Preparing Your Child for a Big Move

Preparing Your Child for a Big Move

A big move can be an exciting change for an adult, but for a child, moves are often filled with trepidation. Children are quick to create comfort zone. Every move is a transition into uncharted territory. The parenting tips below are designed to help you transition your child through a big move with ease.

Don’t Wait to Tell Your Child

You may be tempted to hold off the news for fear of your child’s reaction. However, it is much better to let your child know what is going to happen in advance so he or she can be mentally prepared. This also gives you time to discuss the positive elements of the move and answer any questions your child might have. If you wait too long, the move may seem more traumatic than it actually is.
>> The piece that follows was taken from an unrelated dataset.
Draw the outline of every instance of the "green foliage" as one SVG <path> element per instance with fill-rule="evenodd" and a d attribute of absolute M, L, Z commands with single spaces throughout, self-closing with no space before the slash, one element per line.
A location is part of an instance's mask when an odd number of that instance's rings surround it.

Emphasize the Positive Elements of Moving

Your child might be worried about going to a new school, making new friends, and living in an unfamiliar place. Try to take the focus off that by mentioning the positives. Maybe the move will allow your child to have his or her own bedroom. Maybe the move gives you an opportunity to get a pet. Or perhaps the move is simply going to put you in a better place in life. Whatever the case may be, explain the benefits to your child so he or she has something to look forward to.

Be Careful When Packing

You may look at packing as an opportunity to get rid of some of your child’s old clothes and toys. This is a perfectly logical way of thinking, but your child made you at a different way. What he or she sees is you getting rid of other elements in the household, in addition to an already stressful change. You may want to pack and declutter while your child is at school, or you may wait to get rid of things after you move to the new house. Just be mindful of your child’s point of view during the process.
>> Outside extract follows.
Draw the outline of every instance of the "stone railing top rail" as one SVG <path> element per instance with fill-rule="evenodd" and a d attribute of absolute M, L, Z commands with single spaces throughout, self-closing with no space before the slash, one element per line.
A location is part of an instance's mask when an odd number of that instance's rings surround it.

Give Honest Answers about Moving

Your child may have a lot of questions: Why are we moving? Will I go to a new school? What will happen to my friends? These questions may be tough to answer, but it’s important to tell as much of the truth as possible. Honesty may not yield a positive response at first, but your child will come to terms with it in time.

Take a Tour of the New House

If you have access to your new place before you move in, take your child there to see it. Let him or her know that this is going to be home, and get a feel for the place as a family. You can get the child excited about his or her new room and some of the new features in the house. This will make the moving day seem less shocking.

There are many exciting opportunities to come to your family. Understand that this is just a small obstacle in an otherwise wonderful path. Provide comfort for your child in this time of need, and you can get through a move with little issues.